Mise en service du PCC de la ligne 4 du métro de Paris
Malgré la crise sanitaire, les travaux d’automatisation de la ligne 4 du métro se poursuivent. Les portes palières sont désormais en place sur 17 des 27 stations de la ligne, la dernière équipée étant Mairie-de-Montrouge, l’actuel terminus. Autre étape décisive, le nouveau poste de commande centralisée (PCC) de la ligne est en service depuis le 3 mai. Grâce aux différents essais menés conjointement par la RATP et ses partenaires Siemens Mobility et Atos Colas Rail, le nouvel équipement est désormais en mesure d’accompagner la mise en ligne des rames automatiques.

Suisse : le BLT revend en Slovaquie le matériel de la Waldenburgerbahn
La société suisse de transport public Baselland Transport AG (BLT) a revendu le 3 avril 2020, pour un montant de 76 000 euros, au chemin de fer du Cierny Hron, Ciernohronska zeleznica n.o (CHZ), ses sept automotrices électriques BDe 4/4 et ses 10 voitures pilotes Bt, qu’elle utilise sur la ligne à écartement de 750 mm Liestal – Waldenbourg (13,1 km), qui doit être reconstruite à l’écartement de 1 000 mm d’ici à décembre 2022. Le BLT avait reçu six offres de rachat d’Allemagne, d’Autriche et de Roumanie, mais l’offre du CHZ était la meilleure. CHZ exploite depuis mai 2012 dans le centre de la Slovaquie les lignes forestières à écartement de 760 mm non électrifiées Podbrezova-Chvatimech – Hronec – Cierny Balog – Dobroc et Cierny Balog – Dobroc. En 2019, CHZ a transporté environ 70 000 passagers sur son réseau à vocation touristique. En coopération avec la région de Banska Bystrica, la ligne Podbrezova-Chvatimech – Cierny Balog – Dobroc doit être d’ici cinq ans modernisée et électrifiée.

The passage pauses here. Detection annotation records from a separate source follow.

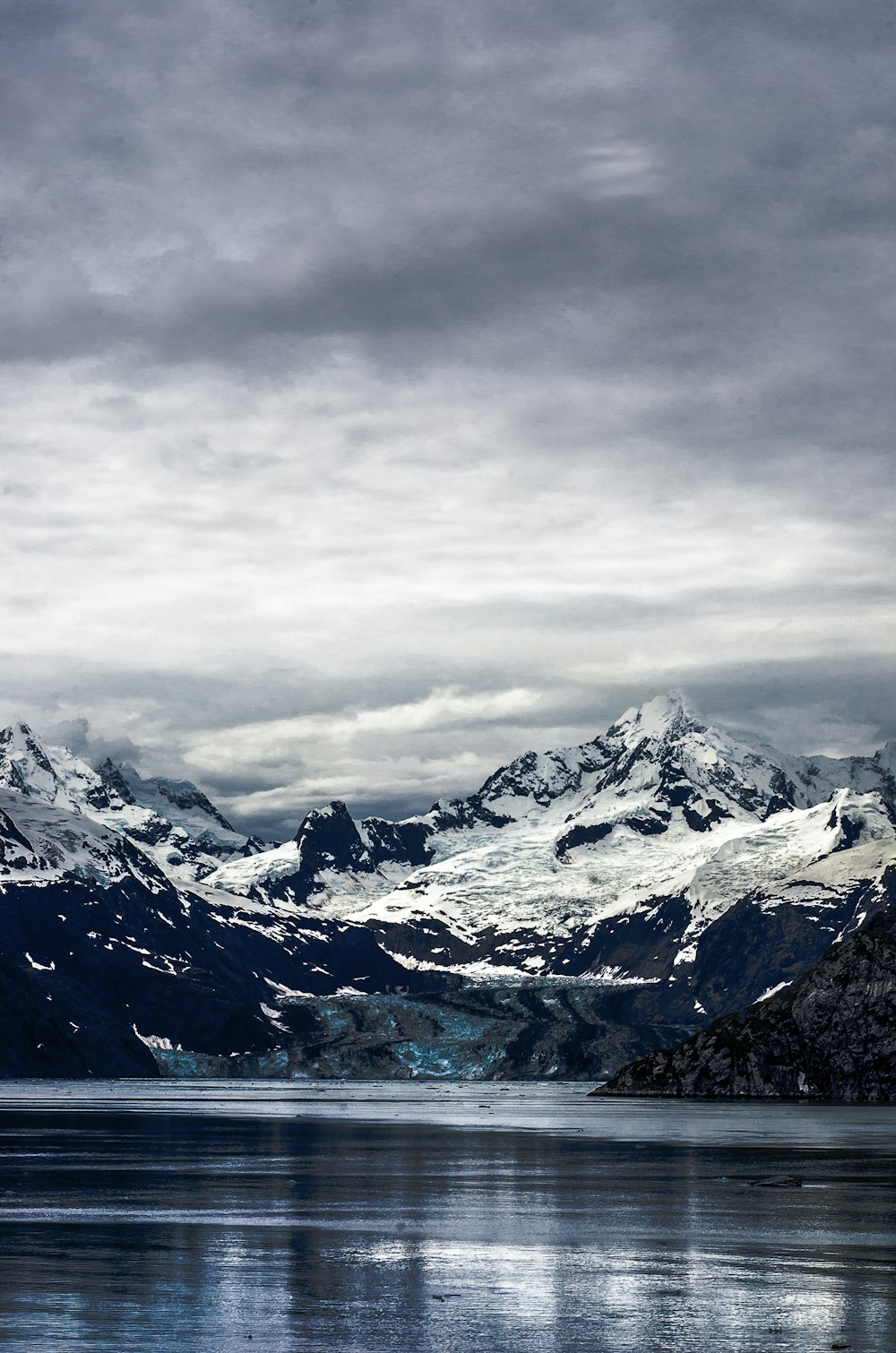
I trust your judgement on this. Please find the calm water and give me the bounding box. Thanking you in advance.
[0,1081,896,1353]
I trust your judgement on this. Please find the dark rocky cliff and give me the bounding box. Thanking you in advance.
[591,870,896,1101]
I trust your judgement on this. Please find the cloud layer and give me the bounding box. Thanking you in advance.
[0,0,896,835]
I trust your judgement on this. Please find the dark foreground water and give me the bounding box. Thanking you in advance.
[0,1081,896,1353]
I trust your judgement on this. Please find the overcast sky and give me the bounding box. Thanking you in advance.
[0,0,896,835]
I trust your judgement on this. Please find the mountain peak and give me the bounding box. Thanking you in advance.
[607,690,698,741]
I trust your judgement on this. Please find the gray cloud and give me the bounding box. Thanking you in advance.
[0,0,896,835]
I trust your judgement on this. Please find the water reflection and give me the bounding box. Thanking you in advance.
[0,1087,896,1353]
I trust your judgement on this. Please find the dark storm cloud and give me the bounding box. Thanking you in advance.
[0,0,896,835]
[4,4,896,379]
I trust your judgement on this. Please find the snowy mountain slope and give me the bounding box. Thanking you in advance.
[0,791,437,1075]
[209,695,896,978]
[0,724,262,881]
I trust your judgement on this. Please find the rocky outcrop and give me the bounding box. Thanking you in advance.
[591,870,896,1101]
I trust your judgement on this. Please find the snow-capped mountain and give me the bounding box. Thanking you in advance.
[209,695,896,1001]
[0,695,896,1078]
[0,790,433,1075]
[0,724,263,880]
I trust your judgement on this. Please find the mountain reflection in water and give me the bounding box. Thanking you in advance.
[0,1081,896,1353]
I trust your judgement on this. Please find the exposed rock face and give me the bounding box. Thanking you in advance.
[591,870,896,1100]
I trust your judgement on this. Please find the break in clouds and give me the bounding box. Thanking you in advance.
[0,0,896,835]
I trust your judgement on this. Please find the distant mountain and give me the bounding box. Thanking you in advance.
[0,790,432,1075]
[0,695,896,1078]
[207,695,896,1005]
[0,724,264,881]
[591,867,896,1100]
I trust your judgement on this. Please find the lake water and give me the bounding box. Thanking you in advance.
[0,1081,896,1353]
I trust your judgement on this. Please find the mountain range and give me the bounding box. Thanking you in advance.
[0,694,896,1078]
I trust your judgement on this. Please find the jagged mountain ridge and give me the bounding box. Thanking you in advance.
[0,790,435,1075]
[209,695,896,995]
[591,866,896,1101]
[0,697,896,1075]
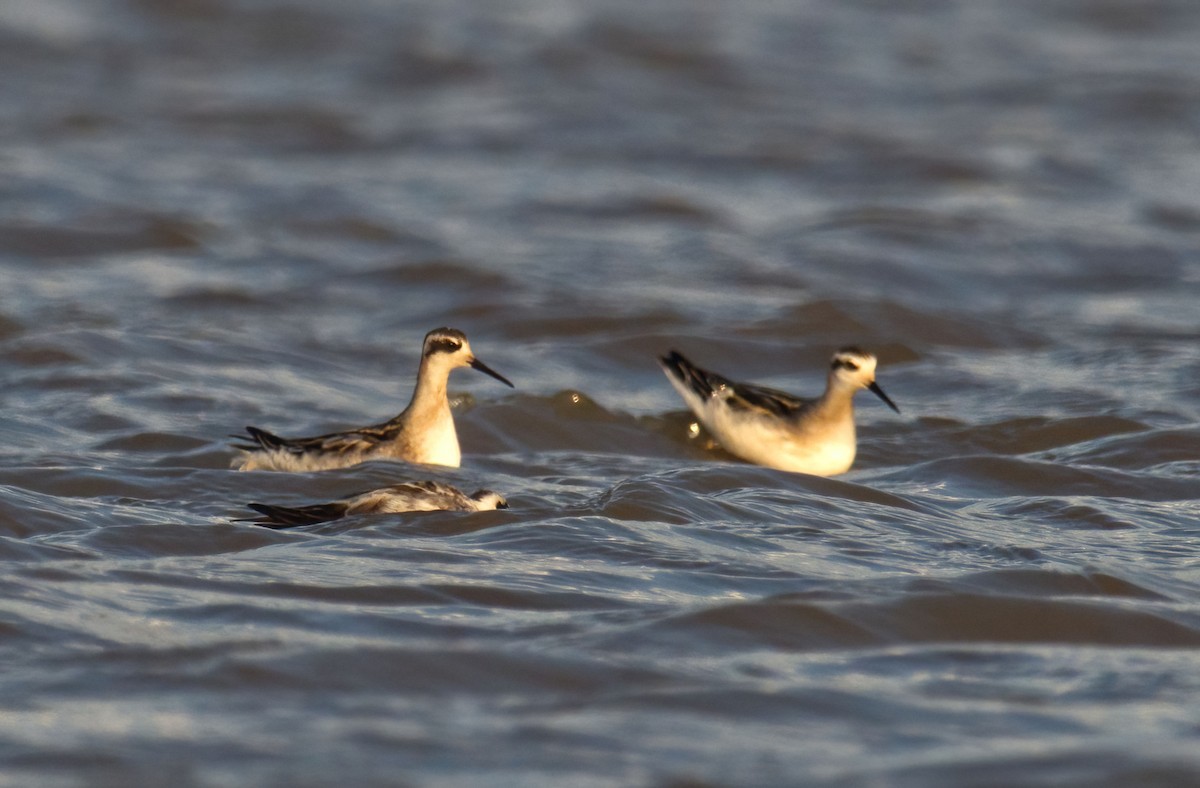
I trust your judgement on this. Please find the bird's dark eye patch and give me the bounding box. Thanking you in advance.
[425,339,462,356]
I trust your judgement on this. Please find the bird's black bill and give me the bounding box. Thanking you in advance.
[470,359,513,388]
[866,380,900,413]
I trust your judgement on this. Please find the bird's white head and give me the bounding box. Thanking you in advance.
[829,348,900,413]
[470,489,509,511]
[421,329,512,389]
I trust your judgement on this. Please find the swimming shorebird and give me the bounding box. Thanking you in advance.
[659,348,900,476]
[232,329,512,471]
[236,481,509,529]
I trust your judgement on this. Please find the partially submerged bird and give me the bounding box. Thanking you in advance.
[233,329,512,471]
[659,348,900,476]
[238,481,509,529]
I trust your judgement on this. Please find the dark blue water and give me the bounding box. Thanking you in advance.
[0,0,1200,788]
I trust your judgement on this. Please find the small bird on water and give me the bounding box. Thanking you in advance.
[232,329,512,471]
[659,348,900,476]
[238,481,509,529]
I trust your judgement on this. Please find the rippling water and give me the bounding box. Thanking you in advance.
[0,0,1200,788]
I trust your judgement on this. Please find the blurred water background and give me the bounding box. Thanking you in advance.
[0,0,1200,788]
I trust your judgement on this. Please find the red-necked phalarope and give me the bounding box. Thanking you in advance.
[238,481,509,529]
[660,348,900,476]
[232,329,512,471]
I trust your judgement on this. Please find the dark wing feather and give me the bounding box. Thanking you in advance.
[660,350,733,398]
[238,501,346,530]
[725,383,812,416]
[230,420,400,455]
[661,350,811,416]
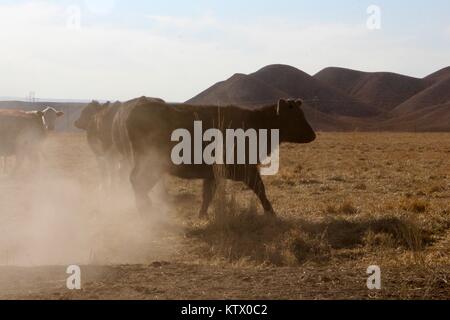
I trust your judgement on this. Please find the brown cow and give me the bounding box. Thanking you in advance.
[0,110,47,173]
[121,99,316,217]
[74,97,164,189]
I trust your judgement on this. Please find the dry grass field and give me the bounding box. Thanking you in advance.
[0,132,450,299]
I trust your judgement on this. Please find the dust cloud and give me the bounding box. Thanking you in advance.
[0,135,179,266]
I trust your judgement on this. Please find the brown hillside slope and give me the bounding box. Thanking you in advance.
[314,67,431,111]
[187,65,378,117]
[424,66,450,82]
[187,73,289,106]
[377,103,450,132]
[251,64,378,117]
[393,77,450,115]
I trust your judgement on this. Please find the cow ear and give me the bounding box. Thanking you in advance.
[277,99,287,116]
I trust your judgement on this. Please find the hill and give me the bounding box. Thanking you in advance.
[314,67,430,112]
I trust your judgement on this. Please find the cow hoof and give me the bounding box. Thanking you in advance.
[198,212,208,220]
[264,210,277,217]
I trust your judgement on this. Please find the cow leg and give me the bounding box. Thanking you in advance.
[199,179,217,219]
[243,166,275,216]
[1,157,6,174]
[96,156,108,191]
[11,152,25,176]
[130,158,161,214]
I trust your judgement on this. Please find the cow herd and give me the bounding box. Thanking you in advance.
[0,97,316,218]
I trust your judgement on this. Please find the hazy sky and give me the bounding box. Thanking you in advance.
[0,0,450,101]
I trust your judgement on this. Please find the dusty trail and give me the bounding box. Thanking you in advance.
[0,134,450,299]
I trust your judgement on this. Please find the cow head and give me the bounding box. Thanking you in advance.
[277,99,316,143]
[42,107,64,131]
[74,101,109,130]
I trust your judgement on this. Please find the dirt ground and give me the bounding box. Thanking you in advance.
[0,133,450,299]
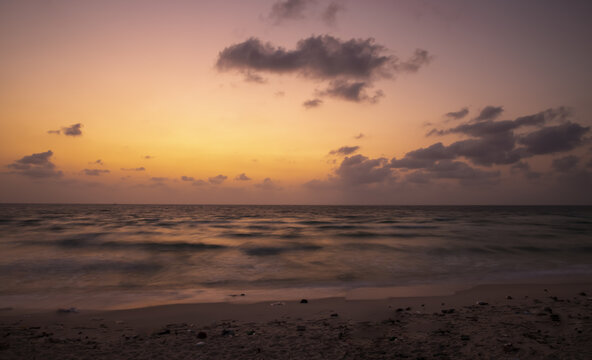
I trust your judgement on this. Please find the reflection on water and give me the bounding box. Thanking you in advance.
[0,205,592,308]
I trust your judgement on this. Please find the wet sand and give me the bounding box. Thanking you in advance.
[0,282,592,359]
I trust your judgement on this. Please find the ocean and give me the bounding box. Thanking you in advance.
[0,204,592,308]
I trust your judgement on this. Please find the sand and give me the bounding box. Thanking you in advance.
[0,282,592,360]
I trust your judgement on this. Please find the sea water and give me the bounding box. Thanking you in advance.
[0,204,592,308]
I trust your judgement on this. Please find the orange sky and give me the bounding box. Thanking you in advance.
[0,0,592,204]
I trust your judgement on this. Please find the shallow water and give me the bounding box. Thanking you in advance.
[0,204,592,306]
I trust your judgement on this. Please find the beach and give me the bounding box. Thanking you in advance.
[0,281,592,359]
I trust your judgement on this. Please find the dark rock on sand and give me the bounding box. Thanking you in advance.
[57,308,78,314]
[222,329,236,336]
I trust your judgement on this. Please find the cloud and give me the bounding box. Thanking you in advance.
[302,99,323,109]
[445,107,469,120]
[395,49,433,73]
[321,1,345,26]
[518,121,590,155]
[82,169,110,176]
[208,175,228,185]
[475,106,504,121]
[255,178,281,190]
[6,150,62,178]
[234,173,251,181]
[269,0,311,25]
[408,160,501,184]
[62,123,82,136]
[320,80,384,104]
[329,146,360,155]
[121,166,146,171]
[335,155,391,185]
[216,35,431,105]
[216,35,396,79]
[244,72,267,84]
[551,155,580,172]
[391,142,456,169]
[420,107,589,167]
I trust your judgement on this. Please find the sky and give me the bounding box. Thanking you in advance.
[0,0,592,205]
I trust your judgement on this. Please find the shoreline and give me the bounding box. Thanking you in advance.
[0,273,592,312]
[0,281,592,359]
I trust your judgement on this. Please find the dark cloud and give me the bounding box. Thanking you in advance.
[320,80,384,104]
[121,166,146,171]
[321,1,345,26]
[335,155,391,185]
[391,142,456,169]
[208,175,228,185]
[551,155,580,172]
[216,35,431,106]
[216,35,423,80]
[406,160,501,184]
[395,49,432,73]
[510,161,543,180]
[244,72,267,84]
[518,121,590,155]
[329,146,360,155]
[7,150,62,178]
[269,0,311,24]
[234,173,251,181]
[255,178,281,190]
[82,169,110,176]
[420,107,589,168]
[446,107,469,120]
[62,123,82,136]
[475,106,504,121]
[510,161,530,171]
[302,99,323,109]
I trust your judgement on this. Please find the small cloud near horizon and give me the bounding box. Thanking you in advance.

Construites en 1985 par SWP/SIG/BBC, les automotrices électriques BDe 4/4 (11 à 17), à une caisse, fonctionnent sous 1 500 V courant continu, ont une puissance de 446 kW, une vitesse maximale de 75 km/h et une capacité de 33 places. Pour les remplacer le BLT avait commandé pour l’exploitation de la ligne 19 Waldenburgerbahn en octobre 2018 à Stadler Rail AG 10 tramways à sept caisses.